3. what rp trends are you so over and can’t wait for it to die?
4. have you ever made a call out post or wanted to?
i don’t think i have??  i’ve never really had an issue with somebody to the point that i felt as if i needed to make a callout post which thank god??? i’m grateful i’ve ( for the most part ) had really positive experiences so far 
as for callout culture itself ?? i have mixed feelings about it bc the majority of callout posts i’ve read seem kind of Harsh bc ur essentially damning this person from the roleplay community forever esp. bc i personally don’t think roleplaying is That Deep u know??  like theft is annoying and whatnot but idk if it’s something i’d call somebody out for personally - MAYBE I WOULDN’T MIND CALLOUT POSTS if anons didn’t go overboard telling said individual to die / kill themselves ??? 
HOWEVER i think there are instances in which callout posts are necessary esp. when calling out tumblr users for being a racist / pedophile / etc.

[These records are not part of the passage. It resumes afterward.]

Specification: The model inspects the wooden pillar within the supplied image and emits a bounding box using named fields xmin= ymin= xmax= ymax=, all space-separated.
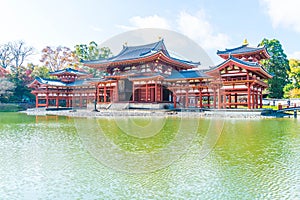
xmin=218 ymin=89 xmax=222 ymax=109
xmin=213 ymin=88 xmax=217 ymax=108
xmin=259 ymin=88 xmax=262 ymax=108
xmin=55 ymin=93 xmax=59 ymax=108
xmin=255 ymin=88 xmax=258 ymax=109
xmin=145 ymin=83 xmax=148 ymax=102
xmin=46 ymin=91 xmax=49 ymax=108
xmin=132 ymin=81 xmax=135 ymax=102
xmin=228 ymin=93 xmax=231 ymax=108
xmin=234 ymin=93 xmax=237 ymax=108
xmin=251 ymin=88 xmax=256 ymax=109
xmin=161 ymin=85 xmax=163 ymax=101
xmin=247 ymin=83 xmax=251 ymax=109
xmin=35 ymin=93 xmax=39 ymax=108
xmin=103 ymin=83 xmax=107 ymax=103
xmin=173 ymin=90 xmax=177 ymax=108
xmin=115 ymin=80 xmax=119 ymax=102
xmin=154 ymin=81 xmax=161 ymax=102
xmin=185 ymin=90 xmax=189 ymax=108
xmin=79 ymin=93 xmax=82 ymax=108
xmin=199 ymin=88 xmax=203 ymax=108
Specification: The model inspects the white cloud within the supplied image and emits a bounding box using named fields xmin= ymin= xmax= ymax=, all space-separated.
xmin=118 ymin=11 xmax=229 ymax=50
xmin=261 ymin=0 xmax=300 ymax=32
xmin=118 ymin=15 xmax=170 ymax=30
xmin=177 ymin=10 xmax=229 ymax=49
xmin=287 ymin=51 xmax=300 ymax=60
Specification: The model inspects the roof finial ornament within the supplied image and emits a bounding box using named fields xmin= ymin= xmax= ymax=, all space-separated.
xmin=243 ymin=38 xmax=249 ymax=45
xmin=123 ymin=42 xmax=127 ymax=48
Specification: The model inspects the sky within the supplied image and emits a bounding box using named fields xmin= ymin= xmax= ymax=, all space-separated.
xmin=0 ymin=0 xmax=300 ymax=64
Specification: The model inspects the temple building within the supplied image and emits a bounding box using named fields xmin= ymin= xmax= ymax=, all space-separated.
xmin=0 ymin=66 xmax=8 ymax=78
xmin=30 ymin=40 xmax=272 ymax=109
xmin=28 ymin=68 xmax=95 ymax=108
xmin=83 ymin=40 xmax=212 ymax=108
xmin=206 ymin=40 xmax=272 ymax=109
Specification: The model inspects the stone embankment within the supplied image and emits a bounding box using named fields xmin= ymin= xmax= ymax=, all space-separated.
xmin=22 ymin=109 xmax=266 ymax=118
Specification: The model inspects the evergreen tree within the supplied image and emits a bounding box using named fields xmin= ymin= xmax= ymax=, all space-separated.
xmin=259 ymin=39 xmax=290 ymax=98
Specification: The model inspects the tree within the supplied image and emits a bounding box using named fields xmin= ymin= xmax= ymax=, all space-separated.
xmin=0 ymin=44 xmax=12 ymax=69
xmin=74 ymin=41 xmax=112 ymax=60
xmin=284 ymin=59 xmax=300 ymax=98
xmin=74 ymin=41 xmax=112 ymax=77
xmin=259 ymin=39 xmax=290 ymax=98
xmin=40 ymin=46 xmax=79 ymax=72
xmin=0 ymin=78 xmax=16 ymax=103
xmin=0 ymin=41 xmax=33 ymax=102
xmin=31 ymin=65 xmax=50 ymax=79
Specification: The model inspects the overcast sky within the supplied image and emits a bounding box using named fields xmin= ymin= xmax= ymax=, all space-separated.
xmin=0 ymin=0 xmax=300 ymax=64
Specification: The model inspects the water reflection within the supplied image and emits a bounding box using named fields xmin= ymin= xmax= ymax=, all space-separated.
xmin=0 ymin=113 xmax=300 ymax=199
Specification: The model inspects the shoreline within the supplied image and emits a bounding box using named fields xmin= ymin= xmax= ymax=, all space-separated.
xmin=20 ymin=109 xmax=275 ymax=119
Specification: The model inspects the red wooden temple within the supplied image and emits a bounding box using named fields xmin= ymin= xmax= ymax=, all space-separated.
xmin=206 ymin=41 xmax=272 ymax=109
xmin=84 ymin=40 xmax=272 ymax=109
xmin=30 ymin=40 xmax=272 ymax=109
xmin=0 ymin=66 xmax=8 ymax=78
xmin=84 ymin=40 xmax=212 ymax=107
xmin=28 ymin=68 xmax=95 ymax=108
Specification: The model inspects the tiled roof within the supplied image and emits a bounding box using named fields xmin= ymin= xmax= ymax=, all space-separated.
xmin=82 ymin=40 xmax=200 ymax=65
xmin=209 ymin=55 xmax=261 ymax=70
xmin=217 ymin=44 xmax=265 ymax=55
xmin=49 ymin=68 xmax=88 ymax=75
xmin=35 ymin=77 xmax=88 ymax=87
xmin=166 ymin=70 xmax=210 ymax=80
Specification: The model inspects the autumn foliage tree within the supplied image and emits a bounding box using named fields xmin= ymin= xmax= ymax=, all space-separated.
xmin=284 ymin=59 xmax=300 ymax=98
xmin=40 ymin=46 xmax=79 ymax=72
xmin=0 ymin=41 xmax=34 ymax=102
xmin=74 ymin=41 xmax=112 ymax=77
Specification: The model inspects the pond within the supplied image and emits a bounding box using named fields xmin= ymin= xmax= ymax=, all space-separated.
xmin=0 ymin=113 xmax=300 ymax=199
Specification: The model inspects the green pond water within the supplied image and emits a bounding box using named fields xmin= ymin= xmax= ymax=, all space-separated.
xmin=0 ymin=113 xmax=300 ymax=200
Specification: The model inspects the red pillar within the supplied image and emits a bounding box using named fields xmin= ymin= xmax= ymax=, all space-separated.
xmin=132 ymin=82 xmax=135 ymax=102
xmin=173 ymin=91 xmax=177 ymax=108
xmin=114 ymin=81 xmax=119 ymax=102
xmin=259 ymin=88 xmax=262 ymax=108
xmin=35 ymin=93 xmax=39 ymax=108
xmin=234 ymin=93 xmax=237 ymax=108
xmin=55 ymin=93 xmax=59 ymax=108
xmin=145 ymin=83 xmax=148 ymax=102
xmin=247 ymin=83 xmax=251 ymax=109
xmin=199 ymin=88 xmax=203 ymax=108
xmin=154 ymin=81 xmax=158 ymax=102
xmin=218 ymin=89 xmax=222 ymax=109
xmin=185 ymin=90 xmax=189 ymax=108
xmin=213 ymin=88 xmax=217 ymax=108
xmin=79 ymin=93 xmax=82 ymax=108
xmin=103 ymin=84 xmax=106 ymax=103
xmin=255 ymin=88 xmax=258 ymax=108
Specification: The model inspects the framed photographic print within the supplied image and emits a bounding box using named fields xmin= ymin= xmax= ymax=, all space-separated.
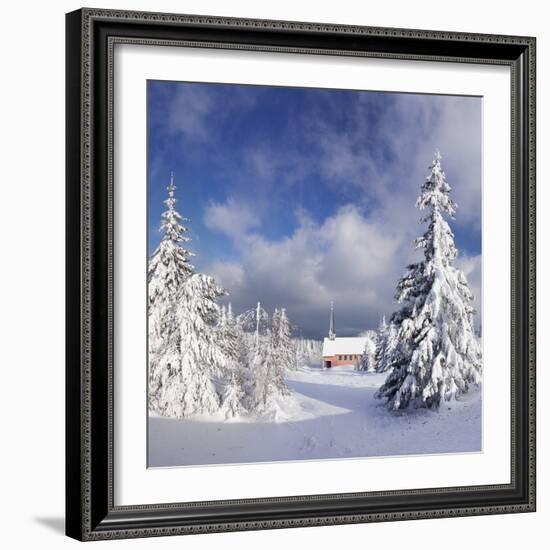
xmin=66 ymin=9 xmax=535 ymax=540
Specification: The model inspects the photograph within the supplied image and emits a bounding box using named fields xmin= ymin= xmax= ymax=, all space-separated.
xmin=146 ymin=80 xmax=483 ymax=468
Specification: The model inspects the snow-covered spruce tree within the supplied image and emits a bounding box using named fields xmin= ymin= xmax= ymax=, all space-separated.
xmin=376 ymin=324 xmax=399 ymax=372
xmin=378 ymin=152 xmax=481 ymax=409
xmin=147 ymin=174 xmax=193 ymax=410
xmin=218 ymin=304 xmax=247 ymax=418
xmin=237 ymin=302 xmax=269 ymax=340
xmin=158 ymin=273 xmax=226 ymax=418
xmin=374 ymin=315 xmax=390 ymax=372
xmin=357 ymin=330 xmax=378 ymax=372
xmin=272 ymin=308 xmax=296 ymax=372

THAT’S SUBJECTIVE AS HELL i know but pedophilia is GROSS AS FUCK and SO IS RACISM and god forbid i accidentally follow / write with any of those people because ew ew ew EW it’s good to know who to avoid in the community at the same time so ... Yeah i’ve got mixed feelings about callout posts
5. a ship everyone in the fandom you’re in loves, but you can’t stand?
since i’m a multimuse part of 1002 fandoms i’ll focus on haikyuu!! except i’m pretty sure i’m going to get my ass roasted alive but i really can’t stand i/waoi LMAO but that’s mostly out of bias and the fact that a lot of i/waoi shippers have ruined it for me by viciously hating on u/shijima as a character calling him a r/apist and saying that u/shioi is abusive when u/shijima has done literally nothing ever to abuse o/ikawa like what ?? if anything i/waoi is the abusive ship considering i/waizumi’s the one who physically hurts o/ikawa all the time LOL
shitty shippers aside idk i/waoi’s personally just not really my jam?  to be honest all the super popular hq!! ships aren’t rly my jam - i don’t even really have good explanation for why i dislike i/waoi as much as i do from an unbiased point of view but i prefer them as friends ?? in all honesty ??  JUST MY 2 CENTS THO 
6. have you ever sent something to one of those burn book blogs?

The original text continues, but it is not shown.